Thursday, February 23, 2012

Why CLO managers continue to struggle

By all accounts the CLO business should be going well. Some $3.3 billion of new CLO deals have been done this year already as compared to $4.4 billion for the whole of Q4 of 2011. Seems like a significant amount but this volume is actually quite light relative to historical levels (see chart).

In fact CLO managers are finding it tough to do business these days. Here are some reasons why they continue to struggle:

1. In order to execute a CLO deal, a manager needs to have a portfolio of loans ready to go. Most stock traders would say, so what, just buy it in the market. But corporate loan liquidity is quite poor, and to accumulate (“ramp”) say $200mm of loans in order to launch a new deal could take months (weeks if you are lucky). This process is made particularly difficult because loan “issuance” (origination of new corporate loans by banks) has been rather slow (see chart). There is practically no LBO activity and the merger activity has slowed down. These are the typical transactions that require corporate loans - the rest is mostly refinancing of existing debt. There simply isn’t enough of new supply hitting the market, making it tough for CLO managers to build portfolios.

New syndicated corporate loan volume  (source: LCD)

2. Prior to the issuance of the CLO tranches, managers need banks to provide a “warehouse” – a facility to finance the “seed” portfolio. The problem is that such facilities these days require 10-15% first loss commitment from the manager. Smaller managers may be required to post that amount as cash in order to obtain the warehouse facility. And that commitment is nearly impossible for some managers. That’s why most CLO issuers in recent years have been the bigger firms (such as private equity).

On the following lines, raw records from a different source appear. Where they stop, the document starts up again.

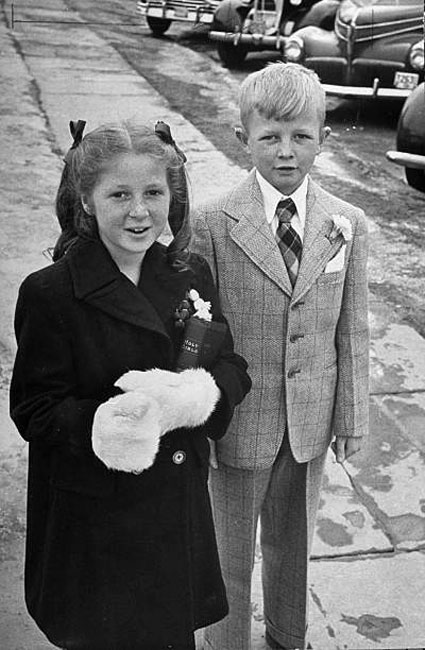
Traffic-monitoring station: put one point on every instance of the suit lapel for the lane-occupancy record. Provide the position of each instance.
(252, 233)
(317, 248)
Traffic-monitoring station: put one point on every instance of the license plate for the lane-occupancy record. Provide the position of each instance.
(406, 80)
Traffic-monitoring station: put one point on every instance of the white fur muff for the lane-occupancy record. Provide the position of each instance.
(128, 427)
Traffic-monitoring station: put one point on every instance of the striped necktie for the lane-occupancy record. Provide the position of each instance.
(288, 239)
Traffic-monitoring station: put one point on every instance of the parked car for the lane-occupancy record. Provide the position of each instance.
(359, 48)
(410, 140)
(242, 26)
(160, 14)
(376, 49)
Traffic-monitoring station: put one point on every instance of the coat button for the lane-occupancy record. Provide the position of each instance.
(179, 457)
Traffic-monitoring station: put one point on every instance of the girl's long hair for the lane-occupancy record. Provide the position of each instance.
(85, 163)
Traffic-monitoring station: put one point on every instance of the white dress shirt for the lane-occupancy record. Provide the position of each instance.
(272, 196)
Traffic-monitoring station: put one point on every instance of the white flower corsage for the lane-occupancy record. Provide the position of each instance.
(202, 307)
(341, 226)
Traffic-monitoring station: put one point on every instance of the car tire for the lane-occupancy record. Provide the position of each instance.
(416, 178)
(232, 56)
(158, 26)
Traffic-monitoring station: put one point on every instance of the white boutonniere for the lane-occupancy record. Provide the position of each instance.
(340, 226)
(202, 307)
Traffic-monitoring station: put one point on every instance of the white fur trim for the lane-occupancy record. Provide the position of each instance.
(186, 399)
(126, 432)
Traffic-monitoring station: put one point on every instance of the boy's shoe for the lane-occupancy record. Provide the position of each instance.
(275, 645)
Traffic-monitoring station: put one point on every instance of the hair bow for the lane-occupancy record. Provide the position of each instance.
(163, 131)
(77, 130)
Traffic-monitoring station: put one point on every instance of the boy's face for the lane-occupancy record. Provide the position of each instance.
(284, 151)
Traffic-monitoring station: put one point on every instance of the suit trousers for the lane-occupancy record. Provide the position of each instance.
(285, 498)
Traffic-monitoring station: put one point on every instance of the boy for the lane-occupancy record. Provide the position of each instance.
(290, 263)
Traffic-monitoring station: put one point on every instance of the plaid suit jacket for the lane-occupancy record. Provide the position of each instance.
(307, 347)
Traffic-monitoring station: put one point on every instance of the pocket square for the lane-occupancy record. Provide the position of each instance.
(336, 263)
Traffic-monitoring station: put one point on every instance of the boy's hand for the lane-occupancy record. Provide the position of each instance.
(343, 448)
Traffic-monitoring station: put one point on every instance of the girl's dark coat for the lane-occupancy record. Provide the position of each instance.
(114, 561)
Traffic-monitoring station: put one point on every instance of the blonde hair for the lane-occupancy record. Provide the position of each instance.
(281, 91)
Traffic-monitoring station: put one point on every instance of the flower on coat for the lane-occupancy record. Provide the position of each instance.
(341, 226)
(203, 307)
(192, 305)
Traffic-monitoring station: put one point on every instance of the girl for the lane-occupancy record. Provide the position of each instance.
(120, 549)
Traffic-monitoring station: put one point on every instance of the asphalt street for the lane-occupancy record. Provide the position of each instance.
(367, 581)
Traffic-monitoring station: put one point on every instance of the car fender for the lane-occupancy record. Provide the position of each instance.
(230, 14)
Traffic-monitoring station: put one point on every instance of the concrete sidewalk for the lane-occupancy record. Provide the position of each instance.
(368, 571)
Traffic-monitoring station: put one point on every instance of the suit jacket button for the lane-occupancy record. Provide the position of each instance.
(179, 457)
(292, 373)
(295, 337)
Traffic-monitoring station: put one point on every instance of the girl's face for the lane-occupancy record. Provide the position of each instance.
(131, 202)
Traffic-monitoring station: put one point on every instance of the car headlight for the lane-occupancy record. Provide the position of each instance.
(294, 49)
(416, 56)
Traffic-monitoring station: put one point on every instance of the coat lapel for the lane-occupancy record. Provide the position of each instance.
(317, 248)
(98, 281)
(252, 233)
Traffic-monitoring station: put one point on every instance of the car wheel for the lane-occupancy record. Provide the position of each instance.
(158, 25)
(416, 178)
(232, 56)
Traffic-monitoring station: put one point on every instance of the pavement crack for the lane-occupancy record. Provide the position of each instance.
(34, 88)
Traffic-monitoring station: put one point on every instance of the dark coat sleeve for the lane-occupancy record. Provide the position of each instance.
(229, 369)
(43, 396)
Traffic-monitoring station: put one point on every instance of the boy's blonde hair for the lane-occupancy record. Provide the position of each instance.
(281, 91)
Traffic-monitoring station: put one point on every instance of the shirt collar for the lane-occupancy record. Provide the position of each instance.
(272, 196)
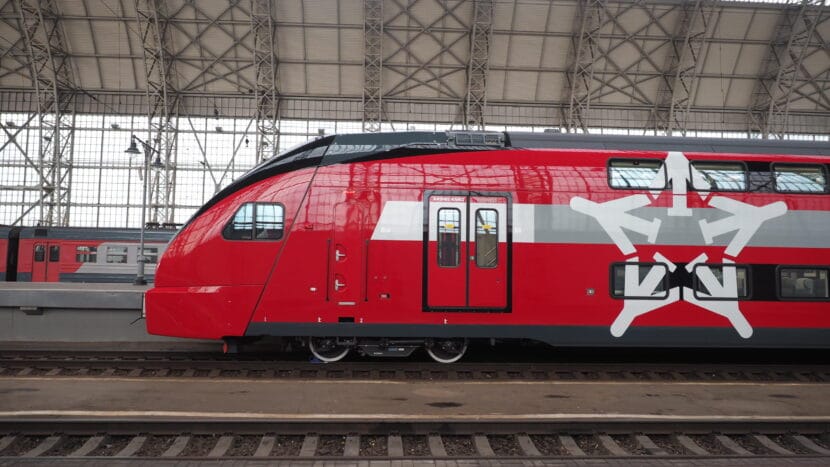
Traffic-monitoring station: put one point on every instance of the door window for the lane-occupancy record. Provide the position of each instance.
(449, 237)
(487, 238)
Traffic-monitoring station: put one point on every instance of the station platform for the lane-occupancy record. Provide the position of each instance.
(43, 315)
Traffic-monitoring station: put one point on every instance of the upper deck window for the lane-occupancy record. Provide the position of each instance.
(803, 283)
(799, 178)
(719, 176)
(646, 174)
(256, 221)
(117, 254)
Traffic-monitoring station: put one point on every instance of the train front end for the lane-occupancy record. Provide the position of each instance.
(211, 276)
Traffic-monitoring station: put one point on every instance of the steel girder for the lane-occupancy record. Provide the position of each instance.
(162, 101)
(54, 87)
(372, 65)
(266, 92)
(481, 35)
(676, 91)
(581, 74)
(780, 71)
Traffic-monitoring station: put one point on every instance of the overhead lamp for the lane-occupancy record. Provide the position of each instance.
(133, 149)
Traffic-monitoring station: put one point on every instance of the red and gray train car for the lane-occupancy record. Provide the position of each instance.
(72, 254)
(388, 242)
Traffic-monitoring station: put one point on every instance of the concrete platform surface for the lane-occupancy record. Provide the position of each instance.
(391, 400)
(36, 296)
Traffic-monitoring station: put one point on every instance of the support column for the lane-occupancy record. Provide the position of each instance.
(478, 68)
(581, 74)
(54, 86)
(372, 65)
(266, 92)
(162, 101)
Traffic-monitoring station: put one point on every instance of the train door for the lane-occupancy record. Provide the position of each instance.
(348, 254)
(45, 262)
(467, 252)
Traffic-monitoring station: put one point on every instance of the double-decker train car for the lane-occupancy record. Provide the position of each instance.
(76, 254)
(388, 242)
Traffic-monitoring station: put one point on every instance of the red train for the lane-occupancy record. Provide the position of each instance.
(389, 242)
(73, 254)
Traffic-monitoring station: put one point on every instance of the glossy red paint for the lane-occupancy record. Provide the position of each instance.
(328, 268)
(212, 312)
(4, 246)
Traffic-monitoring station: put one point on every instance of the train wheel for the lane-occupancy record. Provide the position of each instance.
(447, 350)
(327, 349)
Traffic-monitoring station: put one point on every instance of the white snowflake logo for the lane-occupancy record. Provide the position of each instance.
(744, 220)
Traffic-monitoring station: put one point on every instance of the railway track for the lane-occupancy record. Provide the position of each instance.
(199, 365)
(356, 440)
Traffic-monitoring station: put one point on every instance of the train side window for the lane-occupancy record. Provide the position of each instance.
(647, 174)
(639, 280)
(151, 255)
(487, 238)
(256, 221)
(721, 282)
(449, 237)
(86, 254)
(117, 254)
(269, 222)
(241, 226)
(799, 178)
(719, 176)
(803, 283)
(54, 253)
(40, 253)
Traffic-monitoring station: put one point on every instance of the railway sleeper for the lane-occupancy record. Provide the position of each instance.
(475, 445)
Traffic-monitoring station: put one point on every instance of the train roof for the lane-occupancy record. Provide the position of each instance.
(88, 233)
(344, 148)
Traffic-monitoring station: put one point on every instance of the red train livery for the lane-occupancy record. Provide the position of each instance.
(388, 242)
(76, 254)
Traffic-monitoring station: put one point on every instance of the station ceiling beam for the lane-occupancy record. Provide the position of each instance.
(54, 86)
(782, 69)
(676, 90)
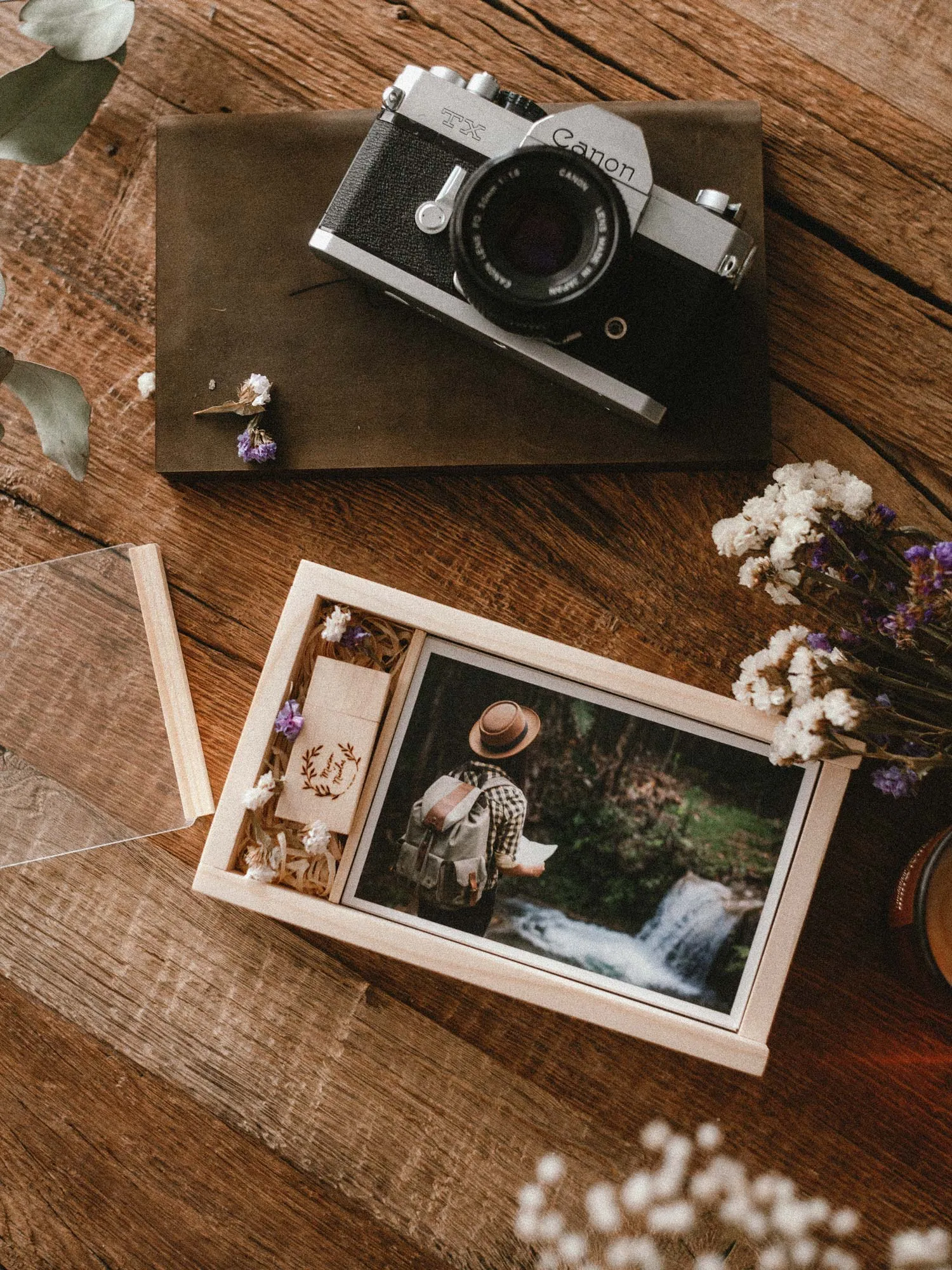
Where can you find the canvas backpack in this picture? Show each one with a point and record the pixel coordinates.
(444, 850)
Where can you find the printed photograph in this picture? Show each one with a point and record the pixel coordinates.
(601, 839)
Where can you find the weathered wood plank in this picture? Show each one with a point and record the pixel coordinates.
(859, 1083)
(899, 49)
(828, 144)
(267, 1033)
(106, 1165)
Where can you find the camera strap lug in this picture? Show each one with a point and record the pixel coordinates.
(433, 217)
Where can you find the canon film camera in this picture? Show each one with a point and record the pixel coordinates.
(541, 234)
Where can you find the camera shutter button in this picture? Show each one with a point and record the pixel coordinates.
(484, 84)
(450, 76)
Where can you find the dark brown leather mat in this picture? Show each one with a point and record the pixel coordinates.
(364, 383)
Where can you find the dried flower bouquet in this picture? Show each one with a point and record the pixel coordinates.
(690, 1207)
(878, 669)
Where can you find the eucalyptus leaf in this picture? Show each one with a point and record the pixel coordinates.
(46, 105)
(79, 30)
(60, 412)
(7, 361)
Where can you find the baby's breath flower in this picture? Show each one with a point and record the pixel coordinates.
(258, 389)
(336, 624)
(921, 1248)
(261, 793)
(261, 873)
(317, 839)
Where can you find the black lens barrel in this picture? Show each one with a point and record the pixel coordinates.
(538, 237)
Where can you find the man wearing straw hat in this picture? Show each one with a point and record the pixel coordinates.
(505, 731)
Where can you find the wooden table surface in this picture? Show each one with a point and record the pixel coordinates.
(183, 1085)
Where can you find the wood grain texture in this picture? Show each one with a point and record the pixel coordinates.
(105, 1165)
(857, 1098)
(277, 1039)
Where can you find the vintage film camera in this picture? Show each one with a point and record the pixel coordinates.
(541, 234)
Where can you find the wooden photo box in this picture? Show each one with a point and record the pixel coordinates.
(522, 816)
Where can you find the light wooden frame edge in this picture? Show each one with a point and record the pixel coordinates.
(744, 1050)
(172, 681)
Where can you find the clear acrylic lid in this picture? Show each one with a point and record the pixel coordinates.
(98, 739)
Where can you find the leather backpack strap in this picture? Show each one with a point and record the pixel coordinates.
(449, 803)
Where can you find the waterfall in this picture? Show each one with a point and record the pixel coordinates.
(672, 953)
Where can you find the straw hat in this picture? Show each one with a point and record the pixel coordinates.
(503, 730)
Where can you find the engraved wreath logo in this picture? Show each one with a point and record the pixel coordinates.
(329, 772)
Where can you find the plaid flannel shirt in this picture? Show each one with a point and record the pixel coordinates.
(507, 816)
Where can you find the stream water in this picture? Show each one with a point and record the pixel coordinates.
(672, 953)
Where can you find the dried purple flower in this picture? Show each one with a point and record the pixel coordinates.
(290, 721)
(821, 553)
(896, 780)
(256, 446)
(917, 553)
(354, 637)
(901, 623)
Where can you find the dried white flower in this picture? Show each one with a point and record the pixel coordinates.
(781, 592)
(842, 709)
(637, 1193)
(258, 388)
(736, 537)
(256, 798)
(753, 571)
(526, 1226)
(803, 736)
(921, 1248)
(336, 624)
(317, 839)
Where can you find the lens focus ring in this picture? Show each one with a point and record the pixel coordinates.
(536, 237)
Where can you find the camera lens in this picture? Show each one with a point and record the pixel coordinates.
(536, 238)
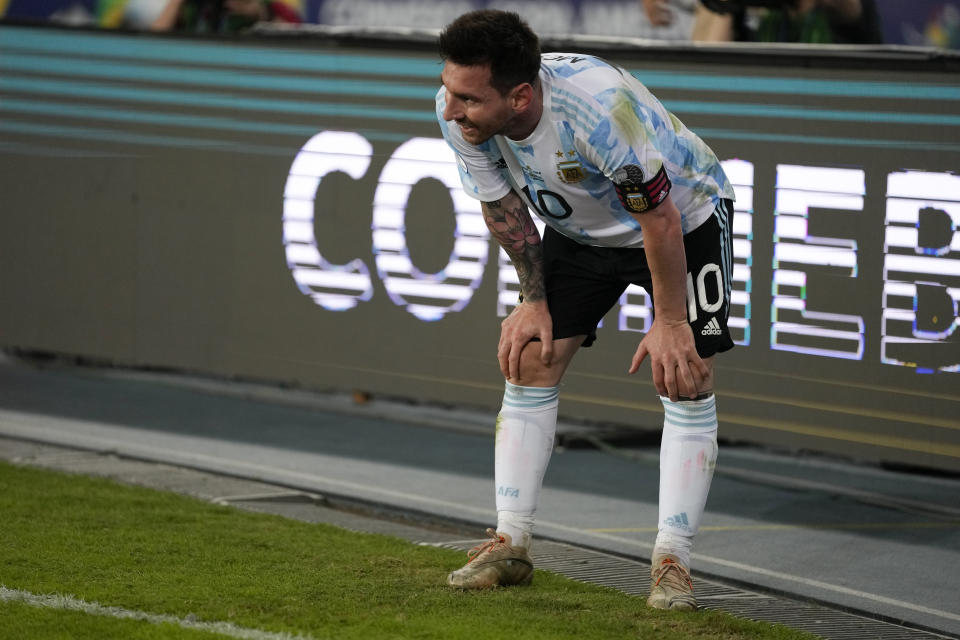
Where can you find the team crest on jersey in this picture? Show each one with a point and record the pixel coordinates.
(569, 168)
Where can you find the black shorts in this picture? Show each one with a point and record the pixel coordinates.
(584, 282)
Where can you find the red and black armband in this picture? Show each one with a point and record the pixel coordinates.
(636, 194)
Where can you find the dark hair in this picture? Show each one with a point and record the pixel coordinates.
(500, 39)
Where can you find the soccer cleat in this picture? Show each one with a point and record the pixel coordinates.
(671, 586)
(494, 563)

3. The “equity” tranche for new CLOs has prospective returns of 10-14%. This is due to the fact that senior tranches now require significant subordination by the rating agencies – who are being overly conservative to compensate for their "sins" of the past. Higher subordination makes the equity tranche larger and the returns lower. At these modest returns and given the negative connotation associated with any structured credit, equity tranches are hard to place (particularly with pensions and other institutional investors).

4. It may also become difficult to place the AAA tranches soon. The buyers of these tranches tend to be banks and the new regulations may make holding this paper uneconomical.

Because of these uncertainties, analysts are divided as to the expected size of total CLO issuance this year. Forecasts range from $12 to $25bn for the whole year. Back in 2007 that would have been a bad quarter.